Durante o
primeiro semestre de 2016, foram publicados dois documentos que trouxeram dados
novos para a discussão da pobreza no mundo. Em Fevereiro de 2016 o Stanford Center
on Poverty and Inequality publicou o seu relatório anual “The Poverty and Inequality
Report” (aqui)onde se conclui que os Estados Unidos da América são o país com os
maiores índices de pobreza e de desigualdade, quando comparados com outros 09
países desenvolvidos e em Abril, Branko Milanovic publicou o seu livro “Global
Inequality: A New Approach for the Age of Globalization” (aqui) que aporta novos dados
que apontam para a redução das desigualdades entre países ricos e pobres, por
via do crescimento de países, como a China e a Índia, aproximando o mundo da
situação vivida por volta de 1820, quando a principal fonte de desigualdade era
a origem social (classe) em vez da localização geográfica. De acordo com os
dados publicados, enquanto nos países do Sul da Ásia as classes médias da China
e da índia viram os seus rendimentos aumentar, nos países ricos as classes
médias viram os seus rendimentos reduzidos ao mesmo tempo que a riqueza se
concentrava nos 1% mais ricos
Branko Milanovic propõe como explicação para
esta situação, a globalização, o deslocamento do trabalho e a revolução
digital. Numa entrevista ao “Estadão” Branko Milanovic (aqui)explica ao jornalista
que o questiona: “ P - Por que não se deve separar globalização e tecnologia
para aferir seus efeitos na desigualdade? R - Olhe à nossa volta e veja quantos
exemplos de avanço tecnológico: tablet, computador, smartphones. Esses
aparelhos nos tornam mais produtivos mas, para produzi-los, é necessário mão-de-obra
barata, essencialmente asiática.
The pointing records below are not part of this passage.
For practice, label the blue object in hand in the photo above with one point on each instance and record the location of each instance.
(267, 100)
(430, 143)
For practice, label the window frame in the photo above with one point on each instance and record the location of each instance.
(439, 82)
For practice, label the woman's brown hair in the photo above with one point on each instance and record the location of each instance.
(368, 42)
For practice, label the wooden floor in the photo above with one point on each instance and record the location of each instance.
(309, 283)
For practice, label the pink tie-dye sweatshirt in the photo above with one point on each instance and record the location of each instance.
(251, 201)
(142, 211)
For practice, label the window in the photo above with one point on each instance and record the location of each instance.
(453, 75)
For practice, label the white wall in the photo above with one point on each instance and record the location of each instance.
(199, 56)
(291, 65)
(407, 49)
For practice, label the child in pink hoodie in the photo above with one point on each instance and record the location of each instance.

Assim, o progresso tecnológico precisou da
globalização para ser incorporado nos aparelhos. E, se não pudessem ser fabricados
com mão- de-obra-barata, seu smartphone não teria aplicativos como o Uber. O
número de pessoas que poderiam pagar por um iPhone fabricado na Suécia seria
tão baixo que o Uber não teria razão de existir” e mais à frente referindo-se
ao conceito de scalable job
explicitado por Nassim Taleb no livro “Cisne Negro” «scalable jobs are those
where a person´s same unit of labour can be solde many times over” responde “ P
- Qual a relação da desigualdade com o trabalho em escala hoje? R - O chamado scalable job ocorre quando você pode
vender a mesma unidade de trabalho inúmeras vezes. Quando faço uma palestra e
ela é colocada à venda online, eu não
continuo a proferir a palestra, só a ser remunerado por ela. De novo, a
tecnologia e a globalização caminhando juntas para fazer com que mais ocupações
sejam beneficiadas por escala. E isso leva a uma forte concentração de renda. O
público global vai querer assistir só ao vídeo do tenista número um do ranking
mundial. A Metropolitan Opera de Nova Iorque transmite seus concertos ao vivo
para o mundo em salas de cinema. Como pode uma companhia de ópera regional
competir com isso?”
Mas ao
mesmo tempo que diminuem as desigualdades entre países ricos e pobres, os dados
das Nações Unidas, mostram que mais de 836 milhões de pessoas ainda vivem em
pobreza extrema, que 1 em cada 5 vivem em regiões em desenvolvimento com menos
de 1.25 dólares americanos (€1.12) concentrando-se a sua maioria no Sul da Ásia
e na África Subsariana, acrescentando que a pobreza não afeta apenas os países
de renda baixa, uma vez que os países de renda média como a China, a Indonésia,
a Nigéria ou a Índia concentram metade dos pobres do mundo e que nos países
desenvolvidos existem 30 milhões que crescem pobres nos países mais ricos do
mundo.
Pobreza que
não é apenas a falta de rendimento e de recursos para assegurar uma
subsistência sustentável, mas tem antes uma natureza multidimensional que fez
com que as Nações Unidas criasse o Índice de Pobreza Multidimensional (IPM),
publicado pela primeira vez em 2010.
O índice
identifica carências em três dimensões do Índice de Desenvolvimento Humano,
mostra o número de pessoas que são multidimensionalmente pobres (33% dos que
apresentam carências em ou mais dos indicadores ponderados) e o número de privações
com a qual as famílias pobres têm de lidar.
Assim e de
acordo com os resultados obtidos através da aplicação do IPM, 29% da população
mundial vive em pobreza multidimensional (1.5 bilhões de pessoas), ou seja, com
pelo menos 33% dos indicadores que refletem a privação aguda em saúde, em
educação e nos padrões de vida, e perto de 900 milhões de pessoas podem cair na
pobreza se ocorrerem dificuldades - financeiras, naturais ou outras.
O trabalho
de Milanovic mostra que nos últimos 20 anos o crescimento simultâneo do mundo
emergente (principalmente da Ásia), da classe média da China e da Índia e da
plutocracia global, foi acompanhado do esvaziamento da classe média ocidental e
da negligência dos mais pobres.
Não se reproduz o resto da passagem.